Gentoo Forums
Gentoo Forums
Gentoo Forums
Quick Search: in
Locked out of machine after upgrade
View unanswered posts
View posts from last 24 hours

 
Reply to topic    Gentoo Forums Forum Index Other Things Gentoo
View previous topic :: View next topic  
Author Message
Sainted_Trousers
n00b
n00b


Joined: 27 Nov 2005
Posts: 42

PostPosted: Thu Dec 08, 2011 9:25 am    Post subject: Locked out of machine after upgrade Reply with quote

Pardon my long post, and bless your heart for reading it.

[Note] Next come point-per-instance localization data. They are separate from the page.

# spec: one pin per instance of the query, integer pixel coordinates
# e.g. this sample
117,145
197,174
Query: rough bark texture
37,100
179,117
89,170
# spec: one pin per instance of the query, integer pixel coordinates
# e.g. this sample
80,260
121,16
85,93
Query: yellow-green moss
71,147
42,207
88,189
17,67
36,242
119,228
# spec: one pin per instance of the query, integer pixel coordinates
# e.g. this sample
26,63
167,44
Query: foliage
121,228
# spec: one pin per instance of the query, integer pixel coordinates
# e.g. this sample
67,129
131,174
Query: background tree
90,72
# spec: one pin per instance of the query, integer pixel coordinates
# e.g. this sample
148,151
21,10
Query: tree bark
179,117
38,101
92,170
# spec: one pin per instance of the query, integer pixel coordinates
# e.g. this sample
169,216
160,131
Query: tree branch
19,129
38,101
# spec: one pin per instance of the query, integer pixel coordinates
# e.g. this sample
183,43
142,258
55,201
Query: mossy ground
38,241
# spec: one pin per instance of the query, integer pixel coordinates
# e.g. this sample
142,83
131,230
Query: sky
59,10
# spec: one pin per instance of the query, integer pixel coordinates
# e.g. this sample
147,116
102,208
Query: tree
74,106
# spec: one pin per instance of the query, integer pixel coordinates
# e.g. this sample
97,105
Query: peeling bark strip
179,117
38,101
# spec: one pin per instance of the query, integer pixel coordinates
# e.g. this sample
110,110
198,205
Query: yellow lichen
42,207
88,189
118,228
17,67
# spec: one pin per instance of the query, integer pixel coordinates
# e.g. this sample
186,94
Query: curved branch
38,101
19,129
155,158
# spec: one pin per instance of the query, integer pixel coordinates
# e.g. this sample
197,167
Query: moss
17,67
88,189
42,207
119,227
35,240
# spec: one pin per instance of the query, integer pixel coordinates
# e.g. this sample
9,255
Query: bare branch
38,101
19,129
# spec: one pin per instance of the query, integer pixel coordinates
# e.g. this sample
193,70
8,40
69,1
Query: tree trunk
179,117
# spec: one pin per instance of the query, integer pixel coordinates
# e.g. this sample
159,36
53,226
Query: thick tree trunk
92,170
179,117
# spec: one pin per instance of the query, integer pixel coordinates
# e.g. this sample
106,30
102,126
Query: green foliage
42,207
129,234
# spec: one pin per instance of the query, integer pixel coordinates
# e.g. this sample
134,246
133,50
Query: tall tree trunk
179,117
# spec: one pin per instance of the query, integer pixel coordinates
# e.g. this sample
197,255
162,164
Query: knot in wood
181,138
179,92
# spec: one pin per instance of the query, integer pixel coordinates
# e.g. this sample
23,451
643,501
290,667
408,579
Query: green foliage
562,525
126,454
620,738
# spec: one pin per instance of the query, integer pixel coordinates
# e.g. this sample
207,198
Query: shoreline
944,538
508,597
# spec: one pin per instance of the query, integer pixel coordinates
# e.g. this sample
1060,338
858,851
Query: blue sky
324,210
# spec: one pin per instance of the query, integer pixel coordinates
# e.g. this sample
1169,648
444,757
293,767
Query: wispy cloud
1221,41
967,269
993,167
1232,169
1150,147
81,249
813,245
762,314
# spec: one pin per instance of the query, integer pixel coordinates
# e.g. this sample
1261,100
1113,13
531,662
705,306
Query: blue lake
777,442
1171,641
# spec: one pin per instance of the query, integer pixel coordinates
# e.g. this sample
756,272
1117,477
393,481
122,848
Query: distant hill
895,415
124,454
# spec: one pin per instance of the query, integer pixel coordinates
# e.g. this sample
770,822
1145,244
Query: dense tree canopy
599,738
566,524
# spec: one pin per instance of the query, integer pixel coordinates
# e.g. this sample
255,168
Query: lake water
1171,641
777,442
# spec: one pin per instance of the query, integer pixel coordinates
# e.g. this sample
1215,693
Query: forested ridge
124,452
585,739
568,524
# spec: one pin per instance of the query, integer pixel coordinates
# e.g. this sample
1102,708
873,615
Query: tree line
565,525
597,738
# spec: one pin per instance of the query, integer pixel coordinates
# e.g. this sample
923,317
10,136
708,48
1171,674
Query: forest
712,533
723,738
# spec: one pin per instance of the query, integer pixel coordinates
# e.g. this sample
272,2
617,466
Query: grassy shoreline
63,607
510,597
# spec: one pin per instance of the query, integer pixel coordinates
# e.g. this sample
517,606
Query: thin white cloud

A few days ago, I upgraded (emerge -puD system and world), which included OpenRC from v0.8 to v0.9. I did the etc-update thing and kept most of the cfg changes. I'm not sure from where I got the idea now, but I checked my sysinit startup scripts. I found devfs service was started. I couldn't figure out why it was there, since devfs support in the kernel was supposed to be gone (maybe this is a different devfs?). I took it out of sysinit. Shut down...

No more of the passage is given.